When full prepay still makes sense
Deposits aren't always the right answer.
For public classes, your standard Friday-night paint-and-sip with twelve seats from twelve different customers. Full prepayment is operationally cleaner. Tracking twelve separate deposit balances and chasing twelve people for the rest of their tab at the door is more friction than the chargeback math saves.
For low-cancellation venues, a winery doing $40 tasting reservations, where no-show rates run under 10%. The deposit-vs-prepay math tilts back toward prepay. The friction of taking the balance in-person outweighs the chargeback exposure.
For online-only experiences, virtual classes, gift card sales, anything where there's no in-person event. You have no choice but to take it all online. Documentation becomes your only defense.
The refund policy that holds up
A few specific things we learned about defending against chargebacks, the hard way:
- Your refund policy must be visible at checkout, not just in a footer somewhere. We made it a checkbox the customer has to tick before submitting payment.
- Photograph the actual experience. We post Instagram stories from every class. When a chargeback comes in months later, we can show the disputed customer was there.
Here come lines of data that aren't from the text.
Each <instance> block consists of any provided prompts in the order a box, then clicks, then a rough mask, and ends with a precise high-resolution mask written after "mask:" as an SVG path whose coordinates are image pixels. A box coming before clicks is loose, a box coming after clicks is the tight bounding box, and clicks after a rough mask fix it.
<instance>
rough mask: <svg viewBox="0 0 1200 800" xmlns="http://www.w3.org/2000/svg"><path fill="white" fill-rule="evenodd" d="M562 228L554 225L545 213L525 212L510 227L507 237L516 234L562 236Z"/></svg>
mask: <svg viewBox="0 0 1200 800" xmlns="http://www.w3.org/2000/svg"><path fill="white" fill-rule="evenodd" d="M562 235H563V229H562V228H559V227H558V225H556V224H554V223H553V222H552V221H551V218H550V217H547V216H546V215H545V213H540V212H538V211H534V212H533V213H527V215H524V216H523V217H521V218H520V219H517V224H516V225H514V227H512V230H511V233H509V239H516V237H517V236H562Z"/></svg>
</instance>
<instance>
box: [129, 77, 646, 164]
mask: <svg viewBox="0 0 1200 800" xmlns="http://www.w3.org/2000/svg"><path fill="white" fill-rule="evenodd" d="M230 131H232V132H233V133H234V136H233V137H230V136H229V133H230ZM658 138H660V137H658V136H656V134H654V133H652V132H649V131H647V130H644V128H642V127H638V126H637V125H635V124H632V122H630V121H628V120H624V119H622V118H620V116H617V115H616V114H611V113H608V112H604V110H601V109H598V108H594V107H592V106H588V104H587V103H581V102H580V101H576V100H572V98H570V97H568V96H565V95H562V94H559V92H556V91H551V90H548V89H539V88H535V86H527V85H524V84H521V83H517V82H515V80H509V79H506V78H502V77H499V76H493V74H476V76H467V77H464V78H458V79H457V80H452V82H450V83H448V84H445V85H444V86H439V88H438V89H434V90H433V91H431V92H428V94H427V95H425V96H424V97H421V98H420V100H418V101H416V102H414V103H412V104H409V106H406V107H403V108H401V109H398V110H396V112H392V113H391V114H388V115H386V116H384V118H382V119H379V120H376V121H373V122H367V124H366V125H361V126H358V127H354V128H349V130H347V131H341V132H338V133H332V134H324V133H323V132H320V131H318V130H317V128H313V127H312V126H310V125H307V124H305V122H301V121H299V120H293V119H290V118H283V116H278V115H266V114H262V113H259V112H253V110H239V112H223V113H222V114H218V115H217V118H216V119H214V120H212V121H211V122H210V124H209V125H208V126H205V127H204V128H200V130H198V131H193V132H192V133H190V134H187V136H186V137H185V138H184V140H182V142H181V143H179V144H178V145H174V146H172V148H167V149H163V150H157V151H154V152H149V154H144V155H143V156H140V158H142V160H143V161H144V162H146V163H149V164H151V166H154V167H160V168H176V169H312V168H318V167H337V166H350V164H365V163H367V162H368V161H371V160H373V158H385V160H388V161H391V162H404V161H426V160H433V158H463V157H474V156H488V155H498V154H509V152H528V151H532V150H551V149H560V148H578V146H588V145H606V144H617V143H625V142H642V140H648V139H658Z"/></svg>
- Save the email confirmation, the calendar invite, and any messages between you and the customer. Square's chargeback portal will ask for all of it.
- Communicate proactively. We email customers their booking confirmation, a day-before reminder, and a thank-you after. Three touchpoints with the merchant name on them reduces friendly-fraud disputes by a meaningful margin.
What we built into ArtistryHost
The pricing-tier and chargeback story is one of the reasons ArtistryHost separates deposits from balance payments architecturally. The deposit is processed online at booking. The balance is processed in person at the event, and when it is, it gets routed through Square's card-present flow, which means lower processing fees AND lower chargeback risk.
Most booking platforms treat all payment as one thing. Bookeo's Square integration, for example, runs every transaction through Square's E-commerce endpoint. Even when your guest hands you a card at the host stand, the platform processes it as card-not-present, because that's the only flow it knows.
We separated them because we got tired of paying card-not-present fees on transactions that were genuinely card-present. And tired of fielding disputes on transactions that could have been signed for at the venue.
A small architectural detail. Worth real money over a year.